The merger also expands the story of the collection itself. As part of the agreement, Ronald S. Lauder and Aerin Lauder Zinterhofer will donate 13 major works from their private collection, including Klimt’s Die Tänzerin, Kirchner’s Die Russische Tänzerin Mela, and Beckmann’s Galleria Umberto, alongside promised gifts by Otto Dix, Franz Marc, and George Grosz.
In art-world terms, this is not simply a merger. It is an act of preservation. Neue Galerie has always been built around a very specific mood: Vienna around 1900, Weimar Germany, modernism as beauty and fracture, elegance haunted by collapse. The danger with institutional change is that such atmosphere can be flattened.

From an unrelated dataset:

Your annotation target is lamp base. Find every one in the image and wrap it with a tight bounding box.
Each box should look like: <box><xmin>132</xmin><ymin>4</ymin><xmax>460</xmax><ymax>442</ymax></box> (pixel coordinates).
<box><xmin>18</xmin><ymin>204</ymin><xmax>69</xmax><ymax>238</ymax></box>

The promise here is that The Met’s scale will protect, rather than dilute, the museum’s smaller intensity.
A Special Advisory Board, chaired by Lauder, will oversee the transition and future direction of the museum. That detail matters, because the question is not only where the collection will live, but how its atmosphere will survive: the intimacy, the scholarship, the café, the feeling of stepping into a concentrated world of ornament, anxiety, psychology, and gold.